Now comes the issue of whether anonymous blog commenters can hide behind their anonymity to libel anyone with scurrilous charges.  Apparently, the Wausau Daily Herald revealed names of anonymous commenters who posted charges of malfeasance by a top administrator of a small Wisconsin town.  After the paper did so as the administrator demanded, its parent, Gannett, apologized for what it said was a mistake.  The newspaper conglomerate said it had a duty to conceal the names, claiming that such comments were due the same protection as anonymous sources in a newspaper story.

Courts have recently agreed that state shield laws apply to the anonymous commenters.

Edward Wasserman, a journalism ethics professor at Washington and Lee university, thinks that’s wrong headed.  Comparing anonymous sources to anonymous bloggers doesn’t hold water.

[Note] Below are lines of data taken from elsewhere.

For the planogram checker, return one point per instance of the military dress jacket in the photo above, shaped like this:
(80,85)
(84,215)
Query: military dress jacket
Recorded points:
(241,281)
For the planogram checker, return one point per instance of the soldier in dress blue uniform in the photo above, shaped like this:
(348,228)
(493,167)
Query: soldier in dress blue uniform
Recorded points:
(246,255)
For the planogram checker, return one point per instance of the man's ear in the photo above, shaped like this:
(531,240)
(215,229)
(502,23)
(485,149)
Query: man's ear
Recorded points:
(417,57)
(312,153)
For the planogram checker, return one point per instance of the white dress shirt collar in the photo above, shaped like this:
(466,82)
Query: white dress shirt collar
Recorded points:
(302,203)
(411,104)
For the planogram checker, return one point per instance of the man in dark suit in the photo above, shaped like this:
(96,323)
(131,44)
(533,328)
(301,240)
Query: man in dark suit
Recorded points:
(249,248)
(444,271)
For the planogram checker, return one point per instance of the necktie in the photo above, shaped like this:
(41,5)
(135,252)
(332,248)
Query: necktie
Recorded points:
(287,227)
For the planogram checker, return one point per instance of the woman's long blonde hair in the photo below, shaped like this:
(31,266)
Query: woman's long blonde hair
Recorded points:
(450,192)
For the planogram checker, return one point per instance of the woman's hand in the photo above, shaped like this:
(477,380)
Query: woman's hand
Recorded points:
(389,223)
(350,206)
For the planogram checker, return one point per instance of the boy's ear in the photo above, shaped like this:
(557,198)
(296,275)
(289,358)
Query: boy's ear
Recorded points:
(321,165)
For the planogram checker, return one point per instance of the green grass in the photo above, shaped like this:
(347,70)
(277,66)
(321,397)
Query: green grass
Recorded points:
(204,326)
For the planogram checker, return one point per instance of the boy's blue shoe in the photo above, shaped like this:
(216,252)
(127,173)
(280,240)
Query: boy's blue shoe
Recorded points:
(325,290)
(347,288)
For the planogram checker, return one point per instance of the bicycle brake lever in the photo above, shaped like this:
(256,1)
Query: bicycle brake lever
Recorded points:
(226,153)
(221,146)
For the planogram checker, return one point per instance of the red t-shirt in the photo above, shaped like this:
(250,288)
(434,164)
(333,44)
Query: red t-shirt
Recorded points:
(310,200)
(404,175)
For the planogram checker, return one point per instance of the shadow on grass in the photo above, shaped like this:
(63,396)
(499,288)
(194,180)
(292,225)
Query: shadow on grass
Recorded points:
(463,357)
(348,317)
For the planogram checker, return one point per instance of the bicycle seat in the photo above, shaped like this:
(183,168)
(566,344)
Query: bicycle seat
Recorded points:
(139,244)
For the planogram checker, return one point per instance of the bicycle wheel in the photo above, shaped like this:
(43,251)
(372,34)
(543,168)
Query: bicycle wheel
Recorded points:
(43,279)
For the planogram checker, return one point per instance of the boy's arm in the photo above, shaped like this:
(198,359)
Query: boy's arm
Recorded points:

Plainly, there are good reasons to seek anonymity: You might fear reprisal or embarrassment, or might simply want your ideas considered independently of who you are. And the court said those preferences should not affect your right to comment, especially on matters of public policy.

But suppose that leaflet isn’t taking a stand on a school tax. It’s a false and damaging denunciation of some school board member. And she wants to sue.

The authors are anonymous, but she knows where the leaflet was printed, so she persuades a judge to order the printer to disclose her tormentors. The printer is supposed to comply.

Unless it’s a news organization. Then, apparently, the printer is supposed to resist. And the board member who was slimed is out of luck.

That seems unfair, unless there’s some good, overriding public benefit at stake. That’s where the anonymous-source rationale is being invoked: Some news sources provide valuable information that they might never furnish unless they knew they’d be safe from reprisal. The writers of the anonymous posts are no different.

Except that anonymous posters are nothing like confidential sources.

First, a confidential source is not anonymous; the reporter knows who it is and is obligated to evaluate the source’s credibility. The identity of the anonymous poster, on the other hand, is truly unknown. He or she could be an ex-spouse, a delusional sociopath or both. Nobody knows.

Second, no one even tries to verify the information from the anonymous poster. Information from a confidential source should be, and normally is, evaluated and scrutinized before it’s published.

Reporter shield laws are an expression of trust. Lawmakers have said, in effect, that they have enough regard for the value of news, and for the capacity of the journalist to assess information from vulnerable sources, that they’ve carved out a huge area of discretion. To ensure the flow of publicly significant information, they allow the journalist to help people with valuable information to stay in the shadows when the journalist determines, in good faith, that they must.

That’s a huge grant of trust. And claiming for anonymous posters the protections that confidential sources deserve debases the currency, makes a whistleblower no different from a crank. As an ethical matter it’s indefensible. As a political reality, it’s a surefire way to guarantee the demise of source protections.

Can bloggers earn that “grant of trust”?  As many bloggers themselves are anonymous, I wouldn’t hold your breath.  I am certain there will be more challenges to the idea that anonymity should granted as a safeguard for malicious libel.